人気の火付け役はロッテハムで、国内で最初に『黒豆が入っている牛乳』を発売した。韓国の人たちも日本人と同様に、健康に対する関心が高く、健康にいいという口コミと二百ミリリットル牛乳のおまけなどをつけた積極的な販促活動で人気に勢いがついた。
実際にこの牛乳に入っている成分をみると、黒豆のほかに五穀粉末(玄米、麦、餅米玄米、トウキビ、アワ)などが入っていて、健康によさそうだ。最近では、黒豆入りのアイスやヨーグルトなどの関連製品も発売され、このブームに拍車をかけている状態だ。

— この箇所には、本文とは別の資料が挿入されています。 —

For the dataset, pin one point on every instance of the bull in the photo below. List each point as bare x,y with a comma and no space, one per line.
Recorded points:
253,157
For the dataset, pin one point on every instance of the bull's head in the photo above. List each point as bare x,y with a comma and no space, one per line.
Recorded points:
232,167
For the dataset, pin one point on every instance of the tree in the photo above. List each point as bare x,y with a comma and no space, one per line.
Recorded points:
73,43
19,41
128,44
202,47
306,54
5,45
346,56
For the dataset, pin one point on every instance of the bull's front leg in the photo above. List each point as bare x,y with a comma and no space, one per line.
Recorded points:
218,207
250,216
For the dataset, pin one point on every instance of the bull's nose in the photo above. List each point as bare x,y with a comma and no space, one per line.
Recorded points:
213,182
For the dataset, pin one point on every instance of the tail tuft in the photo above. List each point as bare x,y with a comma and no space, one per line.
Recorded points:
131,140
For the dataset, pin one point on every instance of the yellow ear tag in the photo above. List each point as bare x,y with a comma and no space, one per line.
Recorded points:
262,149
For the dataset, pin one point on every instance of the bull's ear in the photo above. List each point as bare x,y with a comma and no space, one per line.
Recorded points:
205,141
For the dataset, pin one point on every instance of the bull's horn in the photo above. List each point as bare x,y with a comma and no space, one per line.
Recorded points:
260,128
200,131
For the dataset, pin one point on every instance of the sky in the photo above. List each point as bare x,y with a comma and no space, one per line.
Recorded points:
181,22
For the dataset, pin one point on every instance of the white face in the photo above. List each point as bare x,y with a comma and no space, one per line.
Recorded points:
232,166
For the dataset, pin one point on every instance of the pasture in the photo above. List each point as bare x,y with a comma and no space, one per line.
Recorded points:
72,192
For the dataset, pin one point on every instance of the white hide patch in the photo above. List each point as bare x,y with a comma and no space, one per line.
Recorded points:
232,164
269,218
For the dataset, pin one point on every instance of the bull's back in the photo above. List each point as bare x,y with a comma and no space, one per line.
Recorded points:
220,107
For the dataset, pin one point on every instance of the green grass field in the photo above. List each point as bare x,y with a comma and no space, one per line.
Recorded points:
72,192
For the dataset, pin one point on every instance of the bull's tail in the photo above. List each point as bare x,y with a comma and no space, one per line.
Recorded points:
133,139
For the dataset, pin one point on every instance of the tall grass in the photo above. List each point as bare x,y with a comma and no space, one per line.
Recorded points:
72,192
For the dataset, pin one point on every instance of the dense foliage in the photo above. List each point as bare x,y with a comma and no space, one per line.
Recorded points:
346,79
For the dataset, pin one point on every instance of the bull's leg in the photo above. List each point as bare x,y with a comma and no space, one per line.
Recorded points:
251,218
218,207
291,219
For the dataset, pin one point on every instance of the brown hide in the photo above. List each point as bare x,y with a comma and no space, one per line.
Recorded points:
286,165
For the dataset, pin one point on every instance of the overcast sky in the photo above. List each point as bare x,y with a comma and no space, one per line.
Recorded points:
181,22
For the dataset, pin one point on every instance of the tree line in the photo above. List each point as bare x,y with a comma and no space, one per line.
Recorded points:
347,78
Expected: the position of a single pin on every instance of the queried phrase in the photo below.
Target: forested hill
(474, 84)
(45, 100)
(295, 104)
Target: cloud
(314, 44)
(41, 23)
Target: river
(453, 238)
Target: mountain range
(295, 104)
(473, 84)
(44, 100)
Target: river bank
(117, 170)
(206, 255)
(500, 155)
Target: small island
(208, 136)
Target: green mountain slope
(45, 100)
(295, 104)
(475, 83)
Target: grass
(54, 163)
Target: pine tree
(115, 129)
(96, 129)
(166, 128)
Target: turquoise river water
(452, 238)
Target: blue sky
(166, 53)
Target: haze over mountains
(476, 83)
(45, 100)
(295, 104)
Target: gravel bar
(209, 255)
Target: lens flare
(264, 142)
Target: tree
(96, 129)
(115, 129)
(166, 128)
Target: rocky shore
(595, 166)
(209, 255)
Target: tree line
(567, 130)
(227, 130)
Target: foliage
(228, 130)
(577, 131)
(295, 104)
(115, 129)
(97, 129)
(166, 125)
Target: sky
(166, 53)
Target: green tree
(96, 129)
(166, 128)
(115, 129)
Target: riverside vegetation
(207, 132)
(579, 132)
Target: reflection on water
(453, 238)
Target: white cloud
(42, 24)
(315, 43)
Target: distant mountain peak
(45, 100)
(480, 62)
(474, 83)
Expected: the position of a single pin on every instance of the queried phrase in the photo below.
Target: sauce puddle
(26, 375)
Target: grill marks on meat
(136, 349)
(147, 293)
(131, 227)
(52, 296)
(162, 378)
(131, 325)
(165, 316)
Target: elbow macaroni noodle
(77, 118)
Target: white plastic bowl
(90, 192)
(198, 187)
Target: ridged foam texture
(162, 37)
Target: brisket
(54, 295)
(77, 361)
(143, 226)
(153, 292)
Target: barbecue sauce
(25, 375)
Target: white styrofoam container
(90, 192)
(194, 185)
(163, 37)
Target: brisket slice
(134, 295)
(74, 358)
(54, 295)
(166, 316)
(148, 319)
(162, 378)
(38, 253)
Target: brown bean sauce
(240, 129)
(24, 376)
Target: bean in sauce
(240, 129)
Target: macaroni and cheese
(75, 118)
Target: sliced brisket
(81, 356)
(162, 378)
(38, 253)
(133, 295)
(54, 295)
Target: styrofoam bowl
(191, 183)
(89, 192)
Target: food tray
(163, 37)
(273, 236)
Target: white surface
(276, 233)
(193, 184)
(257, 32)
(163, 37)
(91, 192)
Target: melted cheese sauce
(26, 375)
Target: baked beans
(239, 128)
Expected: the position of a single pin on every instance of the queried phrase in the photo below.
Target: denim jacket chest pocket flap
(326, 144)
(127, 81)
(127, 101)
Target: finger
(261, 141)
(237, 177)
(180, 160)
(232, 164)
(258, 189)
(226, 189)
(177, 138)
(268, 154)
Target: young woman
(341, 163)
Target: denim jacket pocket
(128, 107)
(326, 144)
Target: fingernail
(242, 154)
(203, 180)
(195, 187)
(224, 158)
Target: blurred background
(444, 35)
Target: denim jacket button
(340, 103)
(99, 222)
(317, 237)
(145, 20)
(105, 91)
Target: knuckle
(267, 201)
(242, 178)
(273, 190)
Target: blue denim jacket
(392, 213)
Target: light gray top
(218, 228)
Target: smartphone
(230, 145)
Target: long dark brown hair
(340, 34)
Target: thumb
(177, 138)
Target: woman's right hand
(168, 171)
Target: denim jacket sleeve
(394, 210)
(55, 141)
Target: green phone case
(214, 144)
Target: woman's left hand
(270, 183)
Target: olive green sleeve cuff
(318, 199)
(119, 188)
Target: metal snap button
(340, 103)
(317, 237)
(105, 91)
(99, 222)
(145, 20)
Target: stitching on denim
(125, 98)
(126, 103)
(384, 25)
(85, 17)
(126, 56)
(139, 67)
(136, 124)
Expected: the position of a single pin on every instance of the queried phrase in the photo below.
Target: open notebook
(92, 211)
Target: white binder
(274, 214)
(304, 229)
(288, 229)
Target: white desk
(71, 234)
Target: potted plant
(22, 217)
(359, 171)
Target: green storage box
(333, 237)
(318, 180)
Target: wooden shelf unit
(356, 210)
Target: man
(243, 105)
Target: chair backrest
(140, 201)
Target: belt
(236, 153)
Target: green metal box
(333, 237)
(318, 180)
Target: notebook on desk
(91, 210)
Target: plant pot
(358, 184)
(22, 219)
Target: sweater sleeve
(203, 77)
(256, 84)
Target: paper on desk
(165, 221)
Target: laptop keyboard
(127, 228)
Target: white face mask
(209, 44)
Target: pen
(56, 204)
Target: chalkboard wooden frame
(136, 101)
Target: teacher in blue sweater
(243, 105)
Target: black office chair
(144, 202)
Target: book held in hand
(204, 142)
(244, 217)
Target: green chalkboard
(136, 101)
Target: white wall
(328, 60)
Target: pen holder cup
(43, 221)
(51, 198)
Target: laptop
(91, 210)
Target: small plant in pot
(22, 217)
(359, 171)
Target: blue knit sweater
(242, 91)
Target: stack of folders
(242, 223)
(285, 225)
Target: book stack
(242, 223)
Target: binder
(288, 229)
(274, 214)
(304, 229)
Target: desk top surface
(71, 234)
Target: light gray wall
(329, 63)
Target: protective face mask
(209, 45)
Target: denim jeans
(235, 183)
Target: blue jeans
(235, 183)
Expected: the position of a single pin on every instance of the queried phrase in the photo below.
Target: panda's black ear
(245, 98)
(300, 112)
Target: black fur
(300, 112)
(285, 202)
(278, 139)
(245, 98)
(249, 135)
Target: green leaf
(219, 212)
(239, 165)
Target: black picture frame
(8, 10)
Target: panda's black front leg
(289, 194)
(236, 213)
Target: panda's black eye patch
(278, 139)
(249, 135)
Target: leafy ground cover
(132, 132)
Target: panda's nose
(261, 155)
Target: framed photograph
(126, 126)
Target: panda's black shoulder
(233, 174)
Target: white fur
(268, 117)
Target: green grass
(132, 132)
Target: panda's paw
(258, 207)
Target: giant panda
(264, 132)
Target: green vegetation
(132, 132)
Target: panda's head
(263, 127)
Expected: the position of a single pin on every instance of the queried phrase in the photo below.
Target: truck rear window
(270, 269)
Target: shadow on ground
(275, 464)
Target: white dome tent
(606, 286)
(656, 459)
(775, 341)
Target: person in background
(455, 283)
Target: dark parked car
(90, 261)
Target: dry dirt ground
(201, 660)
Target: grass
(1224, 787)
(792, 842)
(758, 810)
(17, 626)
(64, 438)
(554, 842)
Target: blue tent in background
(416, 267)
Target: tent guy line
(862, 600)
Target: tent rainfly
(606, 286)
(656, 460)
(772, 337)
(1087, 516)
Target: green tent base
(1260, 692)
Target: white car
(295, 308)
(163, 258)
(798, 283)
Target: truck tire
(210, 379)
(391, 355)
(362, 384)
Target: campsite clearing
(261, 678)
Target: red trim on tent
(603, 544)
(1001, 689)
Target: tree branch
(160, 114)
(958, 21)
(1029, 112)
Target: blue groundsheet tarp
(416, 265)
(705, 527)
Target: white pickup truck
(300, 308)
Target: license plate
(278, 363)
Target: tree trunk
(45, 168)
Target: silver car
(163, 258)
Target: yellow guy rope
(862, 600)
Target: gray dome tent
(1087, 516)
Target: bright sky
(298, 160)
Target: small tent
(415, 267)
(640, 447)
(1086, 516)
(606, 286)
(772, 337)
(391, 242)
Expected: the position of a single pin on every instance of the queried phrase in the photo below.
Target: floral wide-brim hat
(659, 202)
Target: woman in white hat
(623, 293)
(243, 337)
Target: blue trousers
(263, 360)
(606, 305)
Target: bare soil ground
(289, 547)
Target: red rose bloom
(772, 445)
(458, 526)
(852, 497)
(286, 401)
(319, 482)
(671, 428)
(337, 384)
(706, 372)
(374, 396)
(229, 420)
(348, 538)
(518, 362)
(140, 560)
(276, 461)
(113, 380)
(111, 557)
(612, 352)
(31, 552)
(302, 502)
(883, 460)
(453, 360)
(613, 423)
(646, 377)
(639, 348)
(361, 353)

黒豆が入った牛乳の量販店の値段は、九百三十ミリリットルパック一本が約百六十円前後で、一般の牛乳一リットルパック一本(約百三十五円)に対して20%程度高い。それにもかかわらず、ある量販店(二十六店舗)の集計によれば、これまでの牛乳の代表格であるソウル牛乳の販売量三万五千本を抜いて、四万五千本を販売したと伝えられている。
特に注目すべきことは、牛乳を飲む子供たちに人気があるばかりか、あまり牛乳を飲まないとされる大人にも支持されており、『黒豆』ブームは当分衰えることはないようである。